Fitting a random forest to labeled training data...


We found that this produced results much better than chance, but underperformed Bag of Words by a few percentage points. Since the element-wise average of the vectors didn't produce spectacular results, perhaps we could do it in a more intelligent way? 

A standard way of weighting word vectors is to apply **tf-idf** weights, which measure **how important a given word is within a given set of documents**. 
- One way to extract tf-idf weights in Python is by using scikit-learn's **`TfidfVectorizer`**, which has an interface similar to the CountVectorizer that we used in Part 1. 
- However, when we tried weighting our word vectors in this way, we found no substantial improvement in performance.

# 3. From Words to Paragraphs, Attempt 2: Clustering
Word2Vec creates clusters of semantically related words, so another possible approach is to **exploit the similarity of words within a cluster**. Grouping vectors in this way is known as **vector quantization**. To accomplish this, we first need to find the centers of the word clusters, which we can do by using a clustering algorithm such as K-Means.

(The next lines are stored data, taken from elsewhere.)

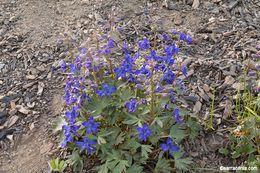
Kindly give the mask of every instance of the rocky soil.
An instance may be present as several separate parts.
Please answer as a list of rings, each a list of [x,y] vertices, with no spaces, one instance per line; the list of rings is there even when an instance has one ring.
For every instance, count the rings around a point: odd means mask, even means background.
[[[52,122],[65,106],[66,74],[58,67],[69,58],[66,50],[107,23],[111,11],[129,38],[149,20],[162,31],[193,36],[181,55],[190,80],[183,104],[203,121],[215,95],[216,131],[202,132],[186,144],[187,152],[198,167],[239,165],[216,151],[234,123],[239,74],[244,65],[255,68],[248,58],[260,44],[258,0],[1,0],[0,11],[1,173],[48,172],[48,160],[58,153]]]

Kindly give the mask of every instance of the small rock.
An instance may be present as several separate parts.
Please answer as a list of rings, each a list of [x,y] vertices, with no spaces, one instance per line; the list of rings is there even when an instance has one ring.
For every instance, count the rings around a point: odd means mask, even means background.
[[[235,82],[235,79],[232,76],[226,76],[224,84],[232,85]]]
[[[37,91],[37,95],[38,96],[42,95],[43,88],[44,88],[44,83],[43,82],[39,82],[39,84],[38,84],[38,91]]]
[[[23,107],[22,105],[17,105],[16,108],[18,109],[18,111],[22,114],[28,115],[30,113],[30,110],[26,109],[25,107]]]
[[[36,79],[36,75],[27,75],[26,76],[26,79],[28,79],[28,80],[34,80],[34,79]]]
[[[175,18],[174,18],[174,24],[175,24],[175,25],[180,25],[180,24],[182,24],[182,17],[181,17],[180,15],[175,16]]]
[[[1,71],[4,67],[5,67],[5,64],[0,62],[0,71]]]

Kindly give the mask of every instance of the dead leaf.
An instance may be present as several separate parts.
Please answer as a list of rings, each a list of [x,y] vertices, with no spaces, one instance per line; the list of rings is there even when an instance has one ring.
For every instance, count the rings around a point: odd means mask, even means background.
[[[16,108],[18,109],[19,112],[22,114],[28,115],[30,113],[30,110],[26,109],[22,105],[17,105]]]
[[[200,1],[199,0],[193,0],[193,4],[192,4],[192,8],[193,9],[197,9],[200,5]]]
[[[226,100],[223,118],[227,119],[228,117],[230,117],[231,114],[232,114],[232,102],[230,100]]]
[[[224,84],[232,85],[235,82],[235,79],[232,76],[226,76]]]
[[[14,115],[8,121],[5,122],[4,126],[10,128],[16,123],[18,119],[19,117],[17,115]]]
[[[201,102],[197,101],[196,104],[193,107],[193,112],[195,114],[199,113],[199,111],[201,110],[201,106],[202,106]]]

## K-Means clustering (*long run time because of high K*) 

In [33]:
from sklearn.cluster import KMeans
import time

start = time.time() # Start time

# Set "k" (num_clusters) to be 1/5th of the vocabulary size, or an average of 5 words per cluster
word_vectors = model.syn0
num_clusters = word_vectors.shape[0] / 5

# Initalize a k-means object and use it to extract centroids
kmeans_clustering = KMeans( n_clusters = num_clusters )
idx = kmeans_clustering.fit_predict( word_vectors )

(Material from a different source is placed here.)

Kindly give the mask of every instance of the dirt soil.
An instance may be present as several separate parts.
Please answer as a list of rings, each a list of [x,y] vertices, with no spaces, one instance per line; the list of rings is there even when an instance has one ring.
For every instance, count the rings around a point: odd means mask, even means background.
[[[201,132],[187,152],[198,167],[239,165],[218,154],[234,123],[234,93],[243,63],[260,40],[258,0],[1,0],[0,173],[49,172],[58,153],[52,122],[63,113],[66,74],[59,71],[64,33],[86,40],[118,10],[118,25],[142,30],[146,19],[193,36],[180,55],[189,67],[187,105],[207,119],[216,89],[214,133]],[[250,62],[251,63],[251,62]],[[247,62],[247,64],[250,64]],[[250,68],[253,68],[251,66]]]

# Get the end time and print how long the process took
end = time.time()
elapsed = end - start
print "Time taken for K Means clustering: ", elapsed, "seconds."

Time taken for K Means clustering:  1824.00886083 seconds.


In [34]:
# For convenience, we zip these into one dictionary as follows:
# Create a Word / Index dictionary, mapping each vocabulary word to a cluster number                                                                                            
word_centroid_map = dict(zip( model.index2word, idx ))

In [35]:
# Check words in the first 10 clusters
for cluster in xrange(0,10):
    # Print the cluster number  
    print "\nCluster %d" % cluster
    
    # Find all of the words for that cluster number, and print them out
    words = []
    for i in xrange(0,len(word_centroid_map.values())):
        if( word_centroid_map.values()[i] == cluster ):
            words.append(word_centroid_map.keys()[i])
    print words


Cluster 0
[u'tired', u'bored', u'scared']

Cluster 1
[u'unexpectedly', u'engages', u'decidedly', u'unassuming', u'stable']

Cluster 2
[u'artifact', u'lowly', u'researching', u'detour', u'pact', u'conducting', u'dong', u'mp', u'interviewing', u'abbey', u'experimenting']

Cluster 3
[u'thespian', u'gutsy', u'meaty', u'asset']

Cluster 4
[u'tanner', u'valdez']

Cluster 5
[u'regional', u'specifically', u'descent', u'traditionally']

Cluster 6
[u'revisit', u'sneakers', u'skipping', u'tivo', u'heres', u'queue', u'nay', u'cough', u'til', u'counting']

Cluster 7
[u'illustrate', u'myriad']

Cluster 8
[u'gist', u'summarized', u'paragraph', u'condensed']

Cluster 9
[u'claws', u'maggots', u'swords', u'organs', u'chickens', u'tattoos', u'knives', u'bats']


## Bag of "centroids"
Now we have a cluster (or "centroid") assignment for each word. 
- We can define a function to convert reviews into bags-of-centroids. 
- This works just like Bag of Words but uses semantically related clusters instead of individual words.

In [36]:
def create_bag_of_centroids( wordlist, word_centroid_map ):
    
    # The number of clusters is equal to the highest cluster index in the word / centroid map
    num_centroids = max( word_centroid_map.values() ) + 1
    
    # Pre-allocate the bag of centroids vector (for speed)
    bag_of_centroids = np.zeros( num_centroids, dtype="float32" )
    
    # Loop over the words in the review. If the word is in the vocabulary,
    # find which cluster it belongs to, and increment that cluster count by one
    for word in wordlist:
        if word in word_centroid_map:
            index = word_centroid_map[word]
            bag_of_centroids[index] += 1

    return bag_of_centroids

In [37]:
# Pre-allocate an array for the training set bags of centroids (for speed)
train_centroids = np.zeros( (train["review"].size, num_clusters), dtype="float32" )

# Transform the training set reviews into bags of centroids
counter = 0
for review in clean_train_reviews:
    train_centroids[counter] = create_bag_of_centroids( review, word_centroid_map )
    counter += 1

# Repeat for test reviews 
test_centroids = np.zeros(( test["review"].size, num_clusters), dtype="float32" )

counter = 0
for review in clean_test_reviews:
    test_centroids[counter] = create_bag_of_centroids( review, word_centroid_map )
    counter += 1

## Model fitting (random forest)

In [38]:
# Fit a random forest and extract predictions 
forest = RandomForestClassifier(n_estimators = 100)

# Fitting the forest may take a few minutes
print "Fitting a random forest to labeled training data..."
forest = forest.fit(train_centroids,train["sentiment"])
result = forest.predict(test_centroids)

# Write the test results 
output = pd.DataFrame(data={"id":test["id"], "sentiment":result})
# output.to_csv( "BagOfCentroids.csv", index=False, quoting=3 )

Fitting a random forest to labeled training data...